Tucked away in the foothills of the North Carolina mountains rest some of the most scenic and enjoyable trails the Southeast has to offer. We can't decide if it's the tacky orange clay, the steep rocky passes, or just the feeling of real American off-roading that makes us like the Uwharrie National Forest so much. When we received the invite from Kelly Carter we were told that this was a great place for weekend wheeling and would serve as ample vehicle testing grounds before we took the long trip over to the Tellico OHV area.

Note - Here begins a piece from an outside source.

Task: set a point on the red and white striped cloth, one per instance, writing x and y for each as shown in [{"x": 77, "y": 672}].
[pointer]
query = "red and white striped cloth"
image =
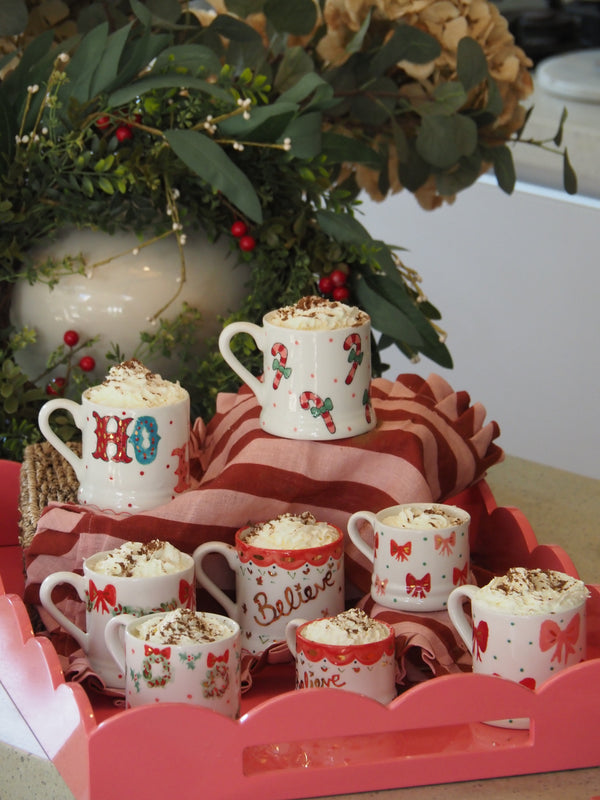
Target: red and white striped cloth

One of the reasons for Uwharrie's popularity is that you don't need a fully built rockcrawler to enjoy the trails. We ran into a huge variety of vehicles ranging from stock Land Rovers and Jeeps to fullsize 1-ton trucks. No matter what you were driving, there were plenty of trails for you to enjoy. When we arrived the rain was still coming down at a steady drizzle. We were told that this was a great time to be on the trail because the rain keeps down the dust on the forest roads, the clay becomes tacky to increase the challenge of the hillclimbs, and the rocks stay just dry enough to make for some great rockcrawling
Whether it's your first time on the trail or just another fun run for the books, the combination of Uwharrie's family-friendly atmosphere, genuine Southern hospitality, and great community of wheelers will have you running for the hills every chance you get.

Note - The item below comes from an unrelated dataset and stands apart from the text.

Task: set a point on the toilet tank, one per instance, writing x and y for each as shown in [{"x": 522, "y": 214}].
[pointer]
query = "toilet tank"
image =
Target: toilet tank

The rock gods must have been angry with the Jeep Grand Cherokees that weekend, for the only two poor saps to experience any breakage were the two unibodied Goliaths with us.
The '93 ZJ that belonged to David Farrow gave us a demonstration of what happens when you mix big tires (38s to be exact) with a Dana 30. Luckily he was a prepared wheeler and had a new axleshaft swapped out in about 30 minutes.
On the other hand, Buddy Pettigrew and his '04 WJ (below) were not as fortunate. After he gassed his 37-inch SSRs over a rock ledge, we heard a loud bang, then no movement. The victim this time was a broken tailshaft housing on the back of the transfer case, which resulted in the Grand having to be towed off the trail.